There was no difference when changing the alpha value, as the accuracy remained at 0.47. We opted to choose the middle value, 1e-3 to avoid overfitting and underfitting of the data.

##### Finding optimum value for shuffle and class_weight

It seemed that the default parameter values for max_iter, alpha and tol were enough to reach the peak accuracy score of 0.47. So next, we wanted to try turning off shuffle so the model can find patterns within the data better and reach a higher accuracy score.

In [10]:
ppn = Perceptron(
    alpha=1e-3,
    max_iter=50,
    shuffle=False,
)

getAccuracy(ppn)

{'alpha': 0.001, 'class_weight': None, 'early_stopping': False, 'eta0': 1.0, 'fit_intercept': True, 'l1_ratio': 0.15, 'max_iter': 50, 'n_iter_no_change': 5, 'n_jobs': None, 'penalty': None, 'random_state': 0, 'shuffle': False, 'tol': 0.001, 'validation_fraction': 0.1, 'verbose': 0, 'warm_start': False}

 Accuracy: 0.48


This gained us a little boost in accuracy of 0.01, at the cost of the model potentially being too biased to the original data.
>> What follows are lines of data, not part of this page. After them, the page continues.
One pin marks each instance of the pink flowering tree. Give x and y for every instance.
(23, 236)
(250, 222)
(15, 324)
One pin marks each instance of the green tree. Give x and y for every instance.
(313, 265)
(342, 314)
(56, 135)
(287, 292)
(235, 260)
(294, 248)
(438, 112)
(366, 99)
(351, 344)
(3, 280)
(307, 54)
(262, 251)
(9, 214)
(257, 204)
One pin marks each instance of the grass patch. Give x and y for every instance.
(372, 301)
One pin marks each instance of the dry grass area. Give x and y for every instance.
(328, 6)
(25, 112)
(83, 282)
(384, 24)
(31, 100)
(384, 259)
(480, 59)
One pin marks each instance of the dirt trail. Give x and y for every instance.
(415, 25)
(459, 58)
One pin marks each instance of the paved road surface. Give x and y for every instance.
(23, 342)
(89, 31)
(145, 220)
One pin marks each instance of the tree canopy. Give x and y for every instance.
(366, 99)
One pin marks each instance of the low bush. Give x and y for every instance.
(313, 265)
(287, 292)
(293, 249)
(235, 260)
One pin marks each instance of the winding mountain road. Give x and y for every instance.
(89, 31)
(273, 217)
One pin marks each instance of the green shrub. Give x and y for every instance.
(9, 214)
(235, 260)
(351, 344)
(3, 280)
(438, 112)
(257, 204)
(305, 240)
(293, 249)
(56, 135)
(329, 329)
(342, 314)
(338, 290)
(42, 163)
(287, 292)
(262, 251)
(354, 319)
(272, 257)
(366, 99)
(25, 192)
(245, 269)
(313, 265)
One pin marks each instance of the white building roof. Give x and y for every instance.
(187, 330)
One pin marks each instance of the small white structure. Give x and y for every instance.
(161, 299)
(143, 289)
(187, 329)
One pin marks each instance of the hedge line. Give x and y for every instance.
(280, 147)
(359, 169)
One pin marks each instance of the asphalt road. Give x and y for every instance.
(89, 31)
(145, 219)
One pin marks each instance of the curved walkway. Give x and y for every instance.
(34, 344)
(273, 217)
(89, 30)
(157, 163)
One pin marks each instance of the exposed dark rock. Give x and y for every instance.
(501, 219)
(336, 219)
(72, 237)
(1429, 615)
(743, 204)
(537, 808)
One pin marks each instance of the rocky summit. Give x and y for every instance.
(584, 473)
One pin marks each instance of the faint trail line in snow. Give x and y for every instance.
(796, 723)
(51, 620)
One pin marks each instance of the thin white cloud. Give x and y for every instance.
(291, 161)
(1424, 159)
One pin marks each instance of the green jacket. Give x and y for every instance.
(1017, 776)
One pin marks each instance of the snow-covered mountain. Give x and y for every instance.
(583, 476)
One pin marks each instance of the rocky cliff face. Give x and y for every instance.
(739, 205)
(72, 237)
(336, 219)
##### Finding optimum value for class_weight

We noticed the data was quite unbalanced with 52833 values of patients who do have not been readmitted, with only 45595 patients who have been readmitted, making a difference of 7238. So we wanted to try and change the value of the class_weight parameter to balanced.

In [11]:
print(data['readmitted'].value_counts())

readmitted
2    52833
0    45595
Name: count, dtype: int64


In [4]:
ppn = Perceptron(
    alpha=1e-3,
    max_iter=50,
    shuffle=False,
    class_weight=None
)

getAccuracy(ppn)

{'alpha': 0.001, 'class_weight': None, 'early_stopping': False, 'eta0': 1.0, 'fit_intercept': True, 'l1_ratio': 0.15, 'max_iter': 50, 'n_iter_no_change': 5, 'n_jobs': None, 'penalty': None, 'random_state': 0, 'shuffle': False, 'tol': 0.001, 'validation_fraction': 0.1, 'verbose': 0, 'warm_start': False}

 Accuracy: 0.48


In [5]:
ppn = Perceptron(
    alpha=1e-3,
    max_iter=50,
    shuffle=False,
    class_weight='balanced'
)

getAccuracy(ppn)

{'alpha': 0.001, 'class_weight': 'balanced', 'early_stopping': False, 'eta0': 1.0, 'fit_intercept': True, 'l1_ratio': 0.15, 'max_iter': 50, 'n_iter_no_change': 5, 'n_jobs': None, 'penalty': None, 'random_state': 0, 'shuffle': False, 'tol': 0.001, 'validation_fraction': 0.1, 'verbose': 0, 'warm_start': False}

 Accuracy: 0.58


After doing so we reached the highest score for this model at 0.58, however this is with shuffle set to false, for a robust model it would be much more preferable to have shuffle on, so that the model can handle randomness in real input data.

#### Scaling data for improved performance

We set shuffle to True, to improve robustness, and then scaled the data to assist in perceptron performance.

In [14]:

X_train, X_test, y_train, y_test = train_test_split(X_encoded, y_encoded, test_size=0.25, random_state=42)

ppn = Perceptron(
    alpha=1e-3,
    max_iter=1000,
    shuffle=True,
    class_weight='balanced'
)

print(ppn.get_params())

sc.fit(X_train)
X_train_std = sc.transform(X_train)
X_test_std = sc.transform(X_test)

# Train the model
ppn.fit(X_train_std, y_train)

# Make predictions
y_pred = ppn.predict(X_test_std)

# Evaluate accuracy
print('\n Accuracy: %.2f' % accuracy_score(y_test, y_pred))

{'alpha': 0.001, 'class_weight': 'balanced', 'early_stopping': False, 'eta0': 1.0, 'fit_intercept': True, 'l1_ratio': 0.15, 'max_iter': 1000, 'n_iter_no_change': 5, 'n_jobs': None, 'penalty': None, 'random_state': 0, 'shuffle': True, 'tol': 0.001, 'validation_fraction': 0.1, 'verbose': 0, 'warm_start': False}

 Accuracy: 0.55


We achieved a score of 0.55 which is the best score we could achieve while keeping shuffle set to True.